To say that my relationship with food is complicated would be an understatement! Many of us go from extremes of discipline to the other end of the spectrum where we can’t get enough! Having gone through all sorts of diet regimens out there with no luck isn’t it time we looked at this from a different angle? I think it’s high time we understood what is driving some of us to eat the way we do. Internationally acclaimed dietician and nutrition expert Shira Lenchewski, just released her thought provoking book – The Food Therapist – where she encourages people to examine their relationship with food instead of falling prey to deprivation.
“What are you feeding?” my food mentor once asked me and this got me thinking, investigating and researching mentally, emotionally, and physically. I was looking for that root cause of my hunger as it was not just a matter of my stomach demanding more food; it was much more than that! I can’t wait to get my hands on a copy of this book as it is considered to be like a one-on-one elongated therapy session. The Food Therapist promises to offer readers the tools necessary to study their relationship with food and to investigate the underling issues that govern this relationship. So the next time you feel like reaching for that second helping of dessert you may be able to pause and think “why do I want more?”
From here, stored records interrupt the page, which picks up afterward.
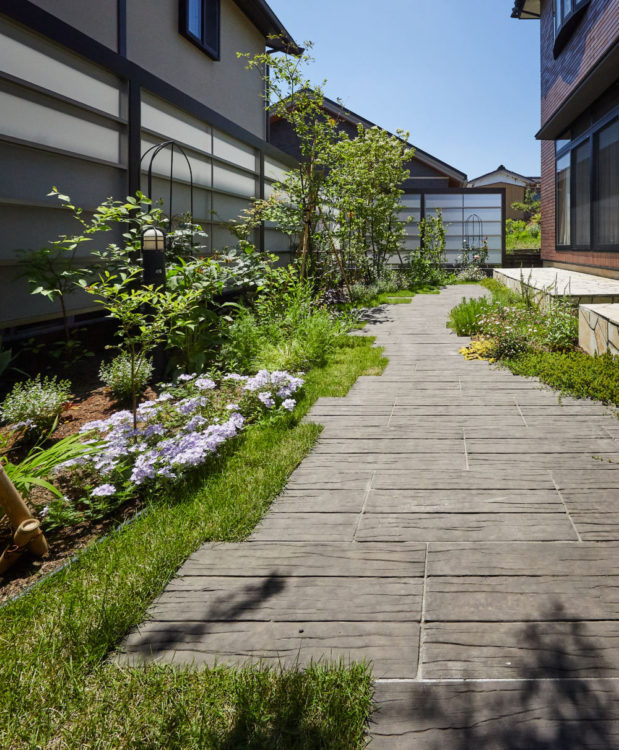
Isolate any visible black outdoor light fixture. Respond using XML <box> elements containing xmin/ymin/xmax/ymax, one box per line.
<box><xmin>142</xmin><ymin>227</ymin><xmax>167</xmax><ymax>287</ymax></box>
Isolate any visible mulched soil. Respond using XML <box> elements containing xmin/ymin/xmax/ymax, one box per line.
<box><xmin>0</xmin><ymin>328</ymin><xmax>156</xmax><ymax>604</ymax></box>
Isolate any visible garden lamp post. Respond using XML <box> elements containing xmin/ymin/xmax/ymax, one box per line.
<box><xmin>142</xmin><ymin>227</ymin><xmax>167</xmax><ymax>379</ymax></box>
<box><xmin>142</xmin><ymin>227</ymin><xmax>167</xmax><ymax>287</ymax></box>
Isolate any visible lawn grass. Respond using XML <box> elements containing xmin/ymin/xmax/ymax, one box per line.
<box><xmin>0</xmin><ymin>337</ymin><xmax>386</xmax><ymax>750</ymax></box>
<box><xmin>501</xmin><ymin>351</ymin><xmax>619</xmax><ymax>406</ymax></box>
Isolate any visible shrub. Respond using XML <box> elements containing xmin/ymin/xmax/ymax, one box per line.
<box><xmin>504</xmin><ymin>351</ymin><xmax>619</xmax><ymax>406</ymax></box>
<box><xmin>447</xmin><ymin>297</ymin><xmax>490</xmax><ymax>336</ymax></box>
<box><xmin>99</xmin><ymin>352</ymin><xmax>153</xmax><ymax>401</ymax></box>
<box><xmin>220</xmin><ymin>307</ymin><xmax>263</xmax><ymax>372</ymax></box>
<box><xmin>542</xmin><ymin>302</ymin><xmax>578</xmax><ymax>351</ymax></box>
<box><xmin>0</xmin><ymin>375</ymin><xmax>71</xmax><ymax>434</ymax></box>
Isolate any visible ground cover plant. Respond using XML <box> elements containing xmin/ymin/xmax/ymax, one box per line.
<box><xmin>0</xmin><ymin>337</ymin><xmax>385</xmax><ymax>748</ymax></box>
<box><xmin>448</xmin><ymin>279</ymin><xmax>619</xmax><ymax>406</ymax></box>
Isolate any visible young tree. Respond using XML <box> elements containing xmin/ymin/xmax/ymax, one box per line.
<box><xmin>325</xmin><ymin>125</ymin><xmax>414</xmax><ymax>282</ymax></box>
<box><xmin>238</xmin><ymin>42</ymin><xmax>342</xmax><ymax>277</ymax></box>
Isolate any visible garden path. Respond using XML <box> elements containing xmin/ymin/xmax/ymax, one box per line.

The Food Therapist also promises to deliver tried and tested guidelines to help us strengthen the power of planning, to sharpen our weakening will-power, and to tune in to our hunger and satiety signals, among other techniques.To further help us stick to our goals, Lenchewski offers easy and delicious recipes that can help us overcome our cravings and rebalance our hormones.
Shira Lenchewski completed her master’s degree in clinical nutrition at New York University and her dietetic training at the Mount Sinai Medical Center. She has been featured in various magazines and she is the resident nutritionist at goop. I seriously hope that this book can bring us a step closer to understanding ourselves and unravelling the mystery that is our love-hate relationship with food.